Len Wiseman is one of a dozen directors who if I were Jacob in Lost, I would recruit them all up and place them on the Island for the rest of their lives- not so I could watch them redem themselves but just purely so I don't have to watch any of their movies anymore. Guys like Brett Ratner, McG, Louis Leterrier and Paul W.S. Anderson I would put onto that doomed Oceanic flight too. They are part of a new generation of filmmakers who usually come from a music video background, and whilst they know how to put the camera in front of a visual - they don't understand the dimensions of cinema and how to use the medium to tell a story. The problem is they simply aren't storytellers, they are t.v. level directors who got the break they didn't deserve. Wiseman is incapable of making a good movie at this point. His Underworld films are wretched works and give the Vampire genre a bad name. His Die Hard movie was misguided on every single level of it's execution. It's still early days in his career of course, but once you get to movie number four - you kinda know whether the kid's got it or not. Since Die Hard - Wiseman has moved onto Gears of War, a remake of Escape From New York - both of which failed to materializeand it's now expected he will make a Die Hard 5 - all loud blockbusters, all films where he can utilize his action toys but you feel like he is just moving from project-to-project, without the heart or the passion to actually tell a story he wants to tell. He never pitched any of these projects. He is a director-for-hire, and he has shamelessly attached himself to whatever he can. It's something Ratner has made an art of. THR reported yesterday that Wiseman had begun talks with Columbia to contemporary re-imagine Total Recall - the well remembered Paul Verhoeven crazy science fiction B-movie from two decades ago. Kurt Wimmer's (Equilibrium, Law Abiding Citizen) screenplay has been floating around at the studio for a while, based of course on Philip K. Dick's "We Can Remember It for You Wholesale".
It followed a man haunted by a recurring dream of journeying to Mars who buys a literal dream vacation from a company called Rekall Inc., which sells implanted memories. The man comes to believe he is a secret agent and ends up on a Martian colony, where he fights to overthrow a despotic ruler controlling the production of air.
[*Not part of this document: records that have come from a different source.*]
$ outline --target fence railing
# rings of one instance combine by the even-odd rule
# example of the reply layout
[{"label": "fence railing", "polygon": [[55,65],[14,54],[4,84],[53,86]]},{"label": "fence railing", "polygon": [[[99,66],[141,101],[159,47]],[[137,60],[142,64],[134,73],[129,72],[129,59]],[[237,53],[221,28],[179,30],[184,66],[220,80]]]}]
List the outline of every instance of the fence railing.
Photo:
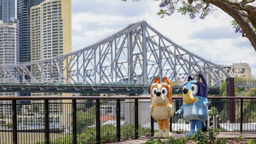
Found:
[{"label": "fence railing", "polygon": [[[85,144],[152,136],[149,97],[0,97],[0,143]],[[173,112],[182,97],[173,98]],[[210,97],[206,124],[223,132],[256,132],[256,97]],[[30,100],[24,103],[22,100]],[[182,114],[173,132],[189,131]]]}]

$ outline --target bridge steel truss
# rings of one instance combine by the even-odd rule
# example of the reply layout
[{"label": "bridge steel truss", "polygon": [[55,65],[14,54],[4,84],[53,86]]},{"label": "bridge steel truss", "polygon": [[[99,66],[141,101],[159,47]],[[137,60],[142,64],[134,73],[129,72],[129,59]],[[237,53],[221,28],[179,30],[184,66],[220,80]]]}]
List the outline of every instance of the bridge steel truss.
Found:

Verhoeven's movie isn't perfect by any means, but the tale he told with Arnold Schwarznegger and Sharon Stone was completely his. It was his vision for what a Phillip K. Dick adaptation should look like, a true author telling a story with the camera. Can we really expect Wiseman to do the same? Last I heard Die Hard 5 was shooting next year, so it might be a while before this one is a go-er. Note: Irony of all ironies. The project is setup at Neil H. Mortiz's production shingle Original Films. Riiiiiiiiiiight.